12 Ways to Taste Mystic, Connecticut, From Seafood to Bake Shop and Rooftop

To read the full article by Adam H. Callaghan, click here.


Charles Mallory has a deep connection to Mystic, Connecticut’s maritime heritage. His namesake arrived in Mystic, Connecticut, as a sailmaker’s apprentice in 1816. His grandfather, great uncle, and father have all served as presidents of the Mystic Seaport Museum, a major tourism draw for the coastal village. But recently, food has crept into Mystic’s top selling points — and not just because of the 1988 Julia Roberts film Mystic Pizza. “Mystic has become a bona fide foodie destination over the last dozen years,” Mallory says, “and we are delighted to become a part of that scene.”

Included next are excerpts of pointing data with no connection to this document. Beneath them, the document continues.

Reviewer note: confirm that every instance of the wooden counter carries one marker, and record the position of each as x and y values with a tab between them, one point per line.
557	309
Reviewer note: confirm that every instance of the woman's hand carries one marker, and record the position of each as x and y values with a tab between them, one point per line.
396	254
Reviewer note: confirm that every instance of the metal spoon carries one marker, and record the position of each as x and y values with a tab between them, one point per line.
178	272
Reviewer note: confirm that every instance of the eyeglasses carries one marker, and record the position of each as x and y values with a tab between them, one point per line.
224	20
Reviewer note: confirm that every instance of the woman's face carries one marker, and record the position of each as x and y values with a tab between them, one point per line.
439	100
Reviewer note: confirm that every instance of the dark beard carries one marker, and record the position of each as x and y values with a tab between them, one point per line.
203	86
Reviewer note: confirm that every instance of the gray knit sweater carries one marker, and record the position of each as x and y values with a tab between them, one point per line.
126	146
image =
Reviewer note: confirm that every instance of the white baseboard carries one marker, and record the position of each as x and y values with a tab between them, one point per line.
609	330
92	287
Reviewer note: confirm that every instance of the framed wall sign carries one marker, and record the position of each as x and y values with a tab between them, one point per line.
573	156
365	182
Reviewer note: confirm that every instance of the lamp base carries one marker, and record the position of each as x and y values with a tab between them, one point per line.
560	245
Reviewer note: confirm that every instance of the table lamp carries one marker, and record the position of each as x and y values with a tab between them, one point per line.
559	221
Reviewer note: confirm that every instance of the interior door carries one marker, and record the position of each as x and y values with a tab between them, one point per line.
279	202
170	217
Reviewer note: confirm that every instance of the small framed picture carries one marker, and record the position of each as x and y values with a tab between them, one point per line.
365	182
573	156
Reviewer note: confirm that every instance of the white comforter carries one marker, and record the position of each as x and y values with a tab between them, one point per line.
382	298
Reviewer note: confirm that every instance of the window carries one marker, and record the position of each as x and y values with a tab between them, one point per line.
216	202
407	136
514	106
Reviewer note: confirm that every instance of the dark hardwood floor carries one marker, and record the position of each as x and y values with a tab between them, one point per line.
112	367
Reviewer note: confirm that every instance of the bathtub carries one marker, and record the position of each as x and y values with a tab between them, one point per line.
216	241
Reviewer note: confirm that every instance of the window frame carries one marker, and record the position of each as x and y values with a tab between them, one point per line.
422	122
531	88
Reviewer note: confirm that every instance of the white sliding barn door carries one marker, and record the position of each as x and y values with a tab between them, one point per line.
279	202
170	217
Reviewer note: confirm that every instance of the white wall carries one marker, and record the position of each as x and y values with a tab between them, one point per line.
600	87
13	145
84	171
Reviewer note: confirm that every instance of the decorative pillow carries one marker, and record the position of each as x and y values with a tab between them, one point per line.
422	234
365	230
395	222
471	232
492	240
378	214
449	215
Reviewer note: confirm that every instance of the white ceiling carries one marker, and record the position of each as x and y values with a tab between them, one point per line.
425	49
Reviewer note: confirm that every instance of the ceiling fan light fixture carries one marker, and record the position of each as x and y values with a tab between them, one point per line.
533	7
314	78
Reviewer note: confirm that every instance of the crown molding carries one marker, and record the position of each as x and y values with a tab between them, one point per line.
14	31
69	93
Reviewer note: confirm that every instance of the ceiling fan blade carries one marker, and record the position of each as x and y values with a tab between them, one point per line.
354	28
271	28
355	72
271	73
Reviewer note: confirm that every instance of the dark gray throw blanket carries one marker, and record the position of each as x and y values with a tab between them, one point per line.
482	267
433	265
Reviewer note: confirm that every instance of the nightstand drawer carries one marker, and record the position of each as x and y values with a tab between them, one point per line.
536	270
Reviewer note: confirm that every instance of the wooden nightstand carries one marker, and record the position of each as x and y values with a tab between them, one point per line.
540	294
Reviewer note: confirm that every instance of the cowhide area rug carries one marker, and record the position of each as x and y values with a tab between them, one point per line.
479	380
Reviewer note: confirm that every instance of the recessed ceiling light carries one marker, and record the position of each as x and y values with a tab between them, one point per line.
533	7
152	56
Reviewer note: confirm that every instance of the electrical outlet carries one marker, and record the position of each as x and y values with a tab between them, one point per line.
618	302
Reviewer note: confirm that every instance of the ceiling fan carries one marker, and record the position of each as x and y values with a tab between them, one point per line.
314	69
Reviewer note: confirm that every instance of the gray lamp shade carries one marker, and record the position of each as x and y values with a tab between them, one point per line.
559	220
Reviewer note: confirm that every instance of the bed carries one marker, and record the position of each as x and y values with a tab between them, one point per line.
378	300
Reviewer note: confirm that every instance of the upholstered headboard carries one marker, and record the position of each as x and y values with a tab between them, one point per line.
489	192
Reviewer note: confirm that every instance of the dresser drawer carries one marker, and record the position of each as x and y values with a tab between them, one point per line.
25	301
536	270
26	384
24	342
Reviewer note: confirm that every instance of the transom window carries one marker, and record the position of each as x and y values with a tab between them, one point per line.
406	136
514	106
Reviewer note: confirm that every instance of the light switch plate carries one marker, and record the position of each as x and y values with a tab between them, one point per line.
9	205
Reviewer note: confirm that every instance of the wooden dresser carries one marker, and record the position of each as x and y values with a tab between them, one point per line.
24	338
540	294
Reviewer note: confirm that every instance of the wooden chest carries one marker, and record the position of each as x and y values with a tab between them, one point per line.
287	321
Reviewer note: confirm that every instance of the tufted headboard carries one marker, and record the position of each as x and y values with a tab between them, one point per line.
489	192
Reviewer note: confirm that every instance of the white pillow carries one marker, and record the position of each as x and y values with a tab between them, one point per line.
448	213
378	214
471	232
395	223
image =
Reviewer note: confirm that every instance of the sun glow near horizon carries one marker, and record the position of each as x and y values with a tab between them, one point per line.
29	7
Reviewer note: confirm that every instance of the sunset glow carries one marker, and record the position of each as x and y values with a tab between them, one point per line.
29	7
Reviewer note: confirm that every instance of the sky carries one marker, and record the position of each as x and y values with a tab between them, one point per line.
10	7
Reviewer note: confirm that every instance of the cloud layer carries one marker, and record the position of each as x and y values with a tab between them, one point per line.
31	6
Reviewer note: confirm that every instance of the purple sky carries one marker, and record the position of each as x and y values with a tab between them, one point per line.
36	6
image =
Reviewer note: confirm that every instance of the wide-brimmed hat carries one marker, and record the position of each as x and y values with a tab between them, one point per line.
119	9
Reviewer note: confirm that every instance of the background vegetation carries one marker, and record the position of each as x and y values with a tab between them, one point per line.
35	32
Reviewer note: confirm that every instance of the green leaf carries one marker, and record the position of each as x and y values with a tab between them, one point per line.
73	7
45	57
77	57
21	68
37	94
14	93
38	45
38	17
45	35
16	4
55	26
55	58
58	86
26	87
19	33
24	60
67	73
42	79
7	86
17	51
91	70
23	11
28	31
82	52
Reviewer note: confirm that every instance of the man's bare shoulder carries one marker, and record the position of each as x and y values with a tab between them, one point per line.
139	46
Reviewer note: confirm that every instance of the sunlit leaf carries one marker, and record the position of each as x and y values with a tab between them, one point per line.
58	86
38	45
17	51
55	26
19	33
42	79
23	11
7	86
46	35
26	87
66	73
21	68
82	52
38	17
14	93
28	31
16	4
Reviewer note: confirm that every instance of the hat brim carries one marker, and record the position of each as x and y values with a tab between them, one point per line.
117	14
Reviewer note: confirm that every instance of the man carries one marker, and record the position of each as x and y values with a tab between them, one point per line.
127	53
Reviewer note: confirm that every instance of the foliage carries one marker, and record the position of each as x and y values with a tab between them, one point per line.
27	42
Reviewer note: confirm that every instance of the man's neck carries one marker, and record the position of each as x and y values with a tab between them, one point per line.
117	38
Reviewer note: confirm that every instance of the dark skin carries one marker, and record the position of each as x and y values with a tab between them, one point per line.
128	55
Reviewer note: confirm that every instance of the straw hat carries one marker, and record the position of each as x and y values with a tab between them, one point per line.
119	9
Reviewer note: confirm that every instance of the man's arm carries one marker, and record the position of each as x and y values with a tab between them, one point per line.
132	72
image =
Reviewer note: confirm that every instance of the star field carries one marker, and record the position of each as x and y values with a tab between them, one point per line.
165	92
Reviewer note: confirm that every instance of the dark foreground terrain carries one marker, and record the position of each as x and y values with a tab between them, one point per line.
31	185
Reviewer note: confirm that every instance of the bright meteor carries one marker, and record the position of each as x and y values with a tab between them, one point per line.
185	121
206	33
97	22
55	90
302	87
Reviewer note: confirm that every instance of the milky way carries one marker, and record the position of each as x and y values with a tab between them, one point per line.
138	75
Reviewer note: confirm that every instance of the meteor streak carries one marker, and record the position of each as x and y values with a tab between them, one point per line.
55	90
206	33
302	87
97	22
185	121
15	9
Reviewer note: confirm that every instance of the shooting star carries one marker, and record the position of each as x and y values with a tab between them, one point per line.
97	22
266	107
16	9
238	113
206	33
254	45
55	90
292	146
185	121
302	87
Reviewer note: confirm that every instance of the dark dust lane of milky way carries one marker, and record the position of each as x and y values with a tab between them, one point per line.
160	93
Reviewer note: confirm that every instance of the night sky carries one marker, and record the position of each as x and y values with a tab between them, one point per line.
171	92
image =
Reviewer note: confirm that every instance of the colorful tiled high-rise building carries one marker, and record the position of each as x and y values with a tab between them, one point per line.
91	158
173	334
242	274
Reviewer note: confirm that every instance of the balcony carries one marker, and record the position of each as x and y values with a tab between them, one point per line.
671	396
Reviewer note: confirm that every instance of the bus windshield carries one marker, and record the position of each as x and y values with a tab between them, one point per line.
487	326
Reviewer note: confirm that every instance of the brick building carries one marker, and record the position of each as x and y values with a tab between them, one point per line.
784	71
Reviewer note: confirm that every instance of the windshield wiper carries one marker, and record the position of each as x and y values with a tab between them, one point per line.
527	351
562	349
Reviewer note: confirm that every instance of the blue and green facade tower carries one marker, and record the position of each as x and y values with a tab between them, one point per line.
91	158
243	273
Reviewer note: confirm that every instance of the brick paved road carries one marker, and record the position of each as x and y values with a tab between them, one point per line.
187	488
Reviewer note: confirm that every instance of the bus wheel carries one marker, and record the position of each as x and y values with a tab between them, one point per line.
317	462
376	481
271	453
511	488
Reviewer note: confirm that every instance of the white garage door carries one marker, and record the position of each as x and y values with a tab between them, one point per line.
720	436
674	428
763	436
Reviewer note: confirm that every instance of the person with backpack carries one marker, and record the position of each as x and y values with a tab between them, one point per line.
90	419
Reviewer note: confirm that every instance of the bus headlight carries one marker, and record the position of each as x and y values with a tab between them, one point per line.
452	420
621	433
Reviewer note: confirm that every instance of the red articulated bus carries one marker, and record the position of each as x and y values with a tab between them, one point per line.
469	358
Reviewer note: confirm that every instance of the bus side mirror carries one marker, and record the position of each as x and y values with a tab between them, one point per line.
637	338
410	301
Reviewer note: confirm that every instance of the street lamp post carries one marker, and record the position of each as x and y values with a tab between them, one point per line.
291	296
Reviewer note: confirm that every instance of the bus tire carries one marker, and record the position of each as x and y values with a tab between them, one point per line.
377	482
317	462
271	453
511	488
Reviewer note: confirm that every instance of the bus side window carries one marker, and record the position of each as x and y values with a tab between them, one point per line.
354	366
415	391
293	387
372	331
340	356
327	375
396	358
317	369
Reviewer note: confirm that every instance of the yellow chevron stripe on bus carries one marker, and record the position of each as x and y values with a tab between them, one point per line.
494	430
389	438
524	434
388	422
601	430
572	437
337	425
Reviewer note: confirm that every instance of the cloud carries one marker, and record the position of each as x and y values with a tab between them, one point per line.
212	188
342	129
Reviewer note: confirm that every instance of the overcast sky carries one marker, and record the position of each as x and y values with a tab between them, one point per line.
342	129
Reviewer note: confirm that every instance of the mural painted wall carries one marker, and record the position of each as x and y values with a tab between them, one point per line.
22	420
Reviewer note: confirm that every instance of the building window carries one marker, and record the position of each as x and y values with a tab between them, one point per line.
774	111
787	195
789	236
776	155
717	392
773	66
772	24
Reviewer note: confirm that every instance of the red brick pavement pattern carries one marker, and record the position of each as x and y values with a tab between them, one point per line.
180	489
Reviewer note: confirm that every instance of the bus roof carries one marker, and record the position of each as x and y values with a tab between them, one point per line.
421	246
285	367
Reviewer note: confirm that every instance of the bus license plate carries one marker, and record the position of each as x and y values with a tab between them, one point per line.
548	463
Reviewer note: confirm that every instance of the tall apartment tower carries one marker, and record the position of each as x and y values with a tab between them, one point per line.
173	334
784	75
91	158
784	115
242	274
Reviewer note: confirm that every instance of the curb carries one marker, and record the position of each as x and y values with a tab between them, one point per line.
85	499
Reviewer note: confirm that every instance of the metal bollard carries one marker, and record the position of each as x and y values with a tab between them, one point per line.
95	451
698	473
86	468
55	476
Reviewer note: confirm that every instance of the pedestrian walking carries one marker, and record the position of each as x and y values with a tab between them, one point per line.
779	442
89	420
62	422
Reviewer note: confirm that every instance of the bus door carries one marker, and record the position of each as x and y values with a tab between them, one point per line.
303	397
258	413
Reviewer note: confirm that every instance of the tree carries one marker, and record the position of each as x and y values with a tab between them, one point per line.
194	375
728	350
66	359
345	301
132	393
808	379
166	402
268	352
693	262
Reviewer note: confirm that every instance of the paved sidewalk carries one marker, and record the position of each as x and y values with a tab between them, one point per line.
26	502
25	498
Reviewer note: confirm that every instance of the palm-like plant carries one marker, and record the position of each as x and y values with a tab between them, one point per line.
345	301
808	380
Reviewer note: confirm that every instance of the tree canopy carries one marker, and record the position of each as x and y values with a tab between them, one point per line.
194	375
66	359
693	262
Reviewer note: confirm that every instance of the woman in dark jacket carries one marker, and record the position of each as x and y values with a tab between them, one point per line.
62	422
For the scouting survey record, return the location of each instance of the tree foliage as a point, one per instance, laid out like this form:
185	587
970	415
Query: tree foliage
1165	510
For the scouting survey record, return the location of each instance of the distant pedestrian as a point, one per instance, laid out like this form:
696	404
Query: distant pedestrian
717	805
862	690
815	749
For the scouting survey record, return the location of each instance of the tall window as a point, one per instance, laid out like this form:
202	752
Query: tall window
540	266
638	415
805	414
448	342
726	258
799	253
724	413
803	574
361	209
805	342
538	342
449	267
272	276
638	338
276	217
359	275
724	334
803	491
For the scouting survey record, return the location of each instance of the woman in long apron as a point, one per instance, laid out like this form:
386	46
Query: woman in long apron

The founder and CEO of Delamar Hotel Collection, Mallory will open Delamar Mystic this fall, adjacent to the Mystic Seaport Museum on the Mystic River. The latest in his line of luxury boutique hotels will host the restaurant La Plage Restaurant & Oyster Bar. “We have already built strong relationships with local seafood vendors like Norm Bloom of Copps Island Oysters,” says Mallory, and he and chef Frederic Kieffer look forward to working with many more as they celebrate incredible local seafood and produce alongside places he admires like Sift Bake Shop and The Shipwright’s Daughter.

“The quality and availability of the products that are the building blocks of so many of the menus in the area are second to none,” echoes David Standridge, who just won a James Beard Award for Best Chef: Northeast thanks to his work as chef and partner at The Shipwright’s Daughter, the restaurant inside The Whaler’s Inn in downtown Mystic. He partners with local fishermen to showcase a much wider, and therefore more sustainable, variety of seafood than you’d typically find on menus, from invasive green crabs to his favorite summer specialty: sweet native sea snails called slipper limpets. “Like many things we use, they’re everywhere along the coast but also very hard to get because no one harvests them,” Standridge says. This time of year, “We serve them in the shell like escargot and preserve them in jars for a fun pasta to remember the summer when winter rolls in.”